> Something that's mathematically perfect fits that criteria.
No, it doesn't. A one-time pad still needs a source of randomness, and a guarantee no reuse. How certain are you that you don't have a backdoored RNG, or initialization vector reuse?
Or, for a fully general argument, how certain are you that we're not living in a computer simulation, where the Dark Lords of the Matrix can just lookup their logs to see what random values were generated for your one-time pad? Or if we go to that extreme, how can you be absolutely certain of the truth of anything - including mathematics - if said Dark Lords could be messing with our brain and memories?
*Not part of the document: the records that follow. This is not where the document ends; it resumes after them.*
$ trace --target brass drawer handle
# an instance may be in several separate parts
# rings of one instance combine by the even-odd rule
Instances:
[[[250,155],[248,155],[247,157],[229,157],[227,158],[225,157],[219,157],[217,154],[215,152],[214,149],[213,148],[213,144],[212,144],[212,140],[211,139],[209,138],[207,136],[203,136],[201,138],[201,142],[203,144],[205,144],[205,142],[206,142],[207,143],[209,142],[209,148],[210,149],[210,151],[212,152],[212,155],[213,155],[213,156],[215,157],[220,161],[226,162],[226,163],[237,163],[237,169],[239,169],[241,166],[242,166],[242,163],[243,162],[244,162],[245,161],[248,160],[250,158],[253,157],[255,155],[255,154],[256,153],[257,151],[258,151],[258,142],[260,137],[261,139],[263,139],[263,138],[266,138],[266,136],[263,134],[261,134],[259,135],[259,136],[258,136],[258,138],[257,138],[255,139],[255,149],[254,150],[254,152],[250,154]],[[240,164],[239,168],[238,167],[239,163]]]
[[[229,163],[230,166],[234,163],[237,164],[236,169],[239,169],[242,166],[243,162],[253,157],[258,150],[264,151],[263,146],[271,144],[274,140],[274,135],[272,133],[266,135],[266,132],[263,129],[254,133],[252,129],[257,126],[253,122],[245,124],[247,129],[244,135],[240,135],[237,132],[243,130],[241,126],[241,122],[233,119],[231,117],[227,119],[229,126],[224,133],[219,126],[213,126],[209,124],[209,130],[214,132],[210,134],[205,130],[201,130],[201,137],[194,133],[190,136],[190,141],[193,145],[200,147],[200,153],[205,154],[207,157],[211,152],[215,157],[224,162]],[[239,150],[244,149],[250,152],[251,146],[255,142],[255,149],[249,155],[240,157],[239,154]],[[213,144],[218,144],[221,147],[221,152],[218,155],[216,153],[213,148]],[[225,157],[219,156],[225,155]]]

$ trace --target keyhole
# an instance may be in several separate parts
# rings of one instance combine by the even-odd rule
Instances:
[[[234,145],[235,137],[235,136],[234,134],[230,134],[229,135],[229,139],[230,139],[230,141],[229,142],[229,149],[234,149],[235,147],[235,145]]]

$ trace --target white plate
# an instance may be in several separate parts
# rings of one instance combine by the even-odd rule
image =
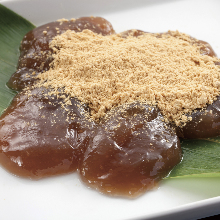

Or more mundanely, how about this: a flurry of cosmic rays strike the RAM containing the message and by random chance flip the same bits that were set in the on-time pad. Tada, message decrypted.
I'm pretty damn certain none of those hypotheticals are the are even remotely worth worrying about. I may even be more than P(1 - 2^-512) certain that they are false. But it's still merely a very high, finite probability. P(0) or P(1) don't exist - you can approach them, but you can't ever reach them.
Any idea, no matter how crazy or out of place with our understanding of the universe could happen, at least in principle. Therefore if we want “never” have a meaning at all, we need to set an cutoff point where we stop caring. Obviously an appropriate value depends on the situation, but in this case I'm pretty sure that an appropriate cutoff is somewhere up of P(2^-512).